Generate high-accuracy captions for a video and attach them as a text track using the Mux Robots API.
Generate captions for a Mux asset and automatically attach them as a text track. Premium captions use a higher-accuracy speech model than Mux's standard auto-generated captions, and add optional speaker labels, word-level timestamps, and custom phrase hints for proper nouns and jargon. Captions are generated directly from the asset's audio, so no existing track is required. See the Generate Premium Captions API referenceAPI for the full endpoint specification. See Mux Robots pricing for unit costs.
Experimental
The generate-premium-captions workflow is experimental. The API shape, parameters, behavior, and pricing may change. If we make changes to this workflow while you're using it, we'll let you know via email.
If a text track with the same language code already exists on the asset, the job is rejected. Set replace_existing to true to delete the existing track first.
To produce captions, this workflow needs an audio-only static rendition of the asset. If the asset already has one, it's reused. If not, the workflow creates one to process the audio and deletes it once the job completes, so you aren't charged for extra storage.
generate-premium-captions jobcurl https://api.mux.com/robots/v0/jobs/generate-premium-captions \
-H "Content-Type: application/json" \
-X POST \
-d '{
"parameters": {
"asset_id": "YOUR_ASSET_ID",
"language_code": "en",
"phrases": ["Mux", "API"]
}
}' \
-u ${MUX_TOKEN_ID}:${MUX_TOKEN_SECRET}This request is asynchronous. The POST returns immediately with the job in pending status and does not include results.
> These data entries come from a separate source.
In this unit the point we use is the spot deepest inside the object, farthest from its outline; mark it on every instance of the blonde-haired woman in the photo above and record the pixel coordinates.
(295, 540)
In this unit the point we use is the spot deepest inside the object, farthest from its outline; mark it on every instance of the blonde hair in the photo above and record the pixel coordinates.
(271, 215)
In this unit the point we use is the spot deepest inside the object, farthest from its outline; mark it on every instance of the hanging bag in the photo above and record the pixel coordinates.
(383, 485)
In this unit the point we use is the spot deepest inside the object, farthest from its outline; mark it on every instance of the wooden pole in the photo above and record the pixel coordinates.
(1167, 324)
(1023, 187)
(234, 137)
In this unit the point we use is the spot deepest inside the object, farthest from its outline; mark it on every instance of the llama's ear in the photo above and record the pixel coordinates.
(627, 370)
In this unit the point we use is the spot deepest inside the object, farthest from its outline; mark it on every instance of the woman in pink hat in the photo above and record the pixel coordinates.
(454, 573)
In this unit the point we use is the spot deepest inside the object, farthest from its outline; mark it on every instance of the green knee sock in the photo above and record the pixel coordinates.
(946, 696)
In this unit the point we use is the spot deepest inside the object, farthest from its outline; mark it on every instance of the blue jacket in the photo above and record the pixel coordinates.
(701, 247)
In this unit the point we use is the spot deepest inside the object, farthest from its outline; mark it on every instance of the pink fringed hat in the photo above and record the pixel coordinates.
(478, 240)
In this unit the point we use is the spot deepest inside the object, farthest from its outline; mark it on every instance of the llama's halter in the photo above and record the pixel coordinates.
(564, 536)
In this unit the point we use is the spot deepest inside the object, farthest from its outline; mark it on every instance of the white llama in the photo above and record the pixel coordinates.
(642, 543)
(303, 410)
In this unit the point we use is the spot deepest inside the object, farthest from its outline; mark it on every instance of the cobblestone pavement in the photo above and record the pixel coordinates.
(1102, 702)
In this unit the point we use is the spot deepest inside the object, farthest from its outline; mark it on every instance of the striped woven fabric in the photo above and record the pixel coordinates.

We strongly recommend listening for the robots.job.generate_premium_captions.completed webhook: the payload contains the full completed job, so no follow-up API call is needed. If webhooks aren't an option, you can poll GET /robots/v0/jobs/generate-premium-captions/{JOB_ID} with the id from the response until the status is completed.
| Parameter | Type | Description |
|---|---|---|
asset_id | string | Required. The Mux asset ID of the video to caption. |
language_code | string | BCP 47 language code of the audio (e.g. en, es). Auto-detected when omitted. |
replace_existing | boolean | When true, any existing text track with the same language code is deleted before the new track is uploaded. When false (the default), the request is rejected if a matching track already exists. |
track_name | string | Custom name for the uploaded Mux text track. Defaults to "{Language} (Generated)" using the resolved language code. |
include_speakers | boolean | When true, speaker labels are identified and added to each caption cue. Useful for interviews, podcasts, and multi-speaker content. Defaults to false. |
include_words | boolean | When true, word-level timestamps are exported as a JSON file accessible via temporary_words_url in the output. Billed at a higher unit rate. Defaults to false. |
upload_to_mux | boolean | Whether to upload the generated captions as a new text track on the asset. Defaults to true. When false, no track is created (and replace_existing must also be false); the captions remain available via temporary_srt_url. |
phrases | array of strings | Best-effort list of words or short phrases (proper nouns, product names, jargon) likely to appear in the audio, used to bias recognition toward correct spellings. Up to 100 phrases, each up to 50 characters. Does not guarantee exact output. |
The outputs object is included in the job once its status is completed. You'll receive it on the robots.job.generate_premium_captions.completed webhook (recommended), or you can fetch it with GET /robots/v0/jobs/generate-premium-captions/{JOB_ID}. It contains:
| Field | Type | Description |
|---|---|---|
track_id | string | Mux text track ID of the newly uploaded caption track. Omitted when upload_to_mux is false. |
language_code | string | Resolved language code of the generated captions (may differ from the requested code when auto-detected). |
temporary_srt_url | string | Temporary pre-signed URL to download the generated SRT file. Expires 7 days after the job completes. |
temporary_words_url | string | Temporary pre-signed URL to download the word-level timestamp JSON. Present when include_words is true. Expires 7 days after the job completes, so download and store it for long-term access. |
replaced_track_id | string | Mux track ID of the deleted track, present when replace_existing was true. |
This is the payload delivered to the robots.job.generate_premium_captions.completed webhook, and the same shape you get from GET /robots/v0/jobs/generate-premium-captions/{JOB_ID}:
{
"data": {
"id": "rjob_yza567",
"workflow": "generate-premium-captions",
"status": "completed",
"units_consumed": 3000,
"parameters": {
"asset_id": "YOUR_ASSET_ID",
"language_code": "en",
"replace_existing": false,
"include_speakers": false,
"include_words": false,
"upload_to_mux": true,
"phrases": ["Mux", "API"]
},
"outputs": {
"track_id": "track_en_abc123",
"language_code": "en",
"temporary_srt_url": "https://storage.googleapis.com/..."
}
}
}When upload_to_mux is true (the default), the caption track is automatically attached to your asset, and viewers will see the new language option in the player's caption menu.